This is where the GSTN (GST Network), the IT (information technology) backbone for GST comes in. GSTN is responsible for registration, forwarding tax returns to Central and state authorities; computing and settling IGST; matching tax payment details with banking network; running the matching engine for matching, reversal and reclaim of input tax credit and so on. To say it will have to handle a humungous amount of data is to put it mildly. Remember, apart from businesses with a turnover of less than Rs 20 lakh that are exempt, all other suppliers of goods and services are required to register with the GST Network (GSTN). The big question is whether small and medium businesses, a majority of who are not even acquainted with IT, will be able to transit to an entirely IT-driven system.
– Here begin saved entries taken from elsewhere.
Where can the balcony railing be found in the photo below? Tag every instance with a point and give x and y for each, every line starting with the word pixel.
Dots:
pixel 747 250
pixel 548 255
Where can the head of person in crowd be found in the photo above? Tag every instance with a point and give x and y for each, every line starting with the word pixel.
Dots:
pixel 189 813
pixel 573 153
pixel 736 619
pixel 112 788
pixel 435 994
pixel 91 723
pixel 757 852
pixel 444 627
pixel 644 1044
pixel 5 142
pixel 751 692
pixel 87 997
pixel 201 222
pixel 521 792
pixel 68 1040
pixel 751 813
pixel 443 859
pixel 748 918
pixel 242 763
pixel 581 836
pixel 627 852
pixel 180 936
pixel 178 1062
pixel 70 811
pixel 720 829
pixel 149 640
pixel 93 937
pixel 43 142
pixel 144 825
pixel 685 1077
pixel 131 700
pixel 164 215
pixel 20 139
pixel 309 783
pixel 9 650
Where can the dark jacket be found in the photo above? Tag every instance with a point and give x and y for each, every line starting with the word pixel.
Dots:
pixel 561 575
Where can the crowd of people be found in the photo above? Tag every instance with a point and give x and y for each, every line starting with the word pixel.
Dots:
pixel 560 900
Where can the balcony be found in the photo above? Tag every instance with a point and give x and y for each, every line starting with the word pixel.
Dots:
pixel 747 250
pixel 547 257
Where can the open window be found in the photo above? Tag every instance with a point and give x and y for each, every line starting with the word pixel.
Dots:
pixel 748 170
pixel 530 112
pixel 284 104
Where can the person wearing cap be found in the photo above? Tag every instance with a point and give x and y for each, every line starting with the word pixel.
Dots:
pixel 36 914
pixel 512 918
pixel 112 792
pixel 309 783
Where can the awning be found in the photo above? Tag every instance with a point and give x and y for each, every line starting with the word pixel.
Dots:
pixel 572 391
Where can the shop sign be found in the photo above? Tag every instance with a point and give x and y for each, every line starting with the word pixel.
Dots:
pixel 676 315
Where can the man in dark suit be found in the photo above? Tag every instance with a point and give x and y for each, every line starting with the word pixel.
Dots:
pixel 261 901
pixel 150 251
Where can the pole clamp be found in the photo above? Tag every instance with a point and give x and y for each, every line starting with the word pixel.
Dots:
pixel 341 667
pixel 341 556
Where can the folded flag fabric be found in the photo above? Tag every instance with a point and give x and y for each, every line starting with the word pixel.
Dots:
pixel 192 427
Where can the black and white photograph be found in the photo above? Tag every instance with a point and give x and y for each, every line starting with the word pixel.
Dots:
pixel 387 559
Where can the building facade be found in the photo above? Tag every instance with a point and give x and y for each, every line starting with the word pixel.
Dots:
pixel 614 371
 And whether GSTN will be able to handle the resultant volumes. Preliminary estimates suggest GSTN would be required to handle a minimum three billion invoices a month. Unfortunately, neither the ability of businesses, especially of small and medium businesses, to shift to a technology-driven regime nor the ability of GSTN to handle this huge load has been tested. For now we have a bit of a breather. The first test will come in September when the first lot of returns for July 2017 transactions are filed. These are but some of the bigger challenges. There are many others ahead. The proof of the pudding, after all, is always in the eating. Reports suggest some states are already reneging on their promise not to levy new taxes/raise taxes. Entry taxes by municipalities, entertainment taxes by local bodies and stamp duties, for instance, are outside the purview of GST. The bottomline is we are in for the long haul. For now, we have only crossed the first few hurdles — as they say, picture abhi baaki hai! 

The writer is a senior consultant at the National Council of Applied Economic Research.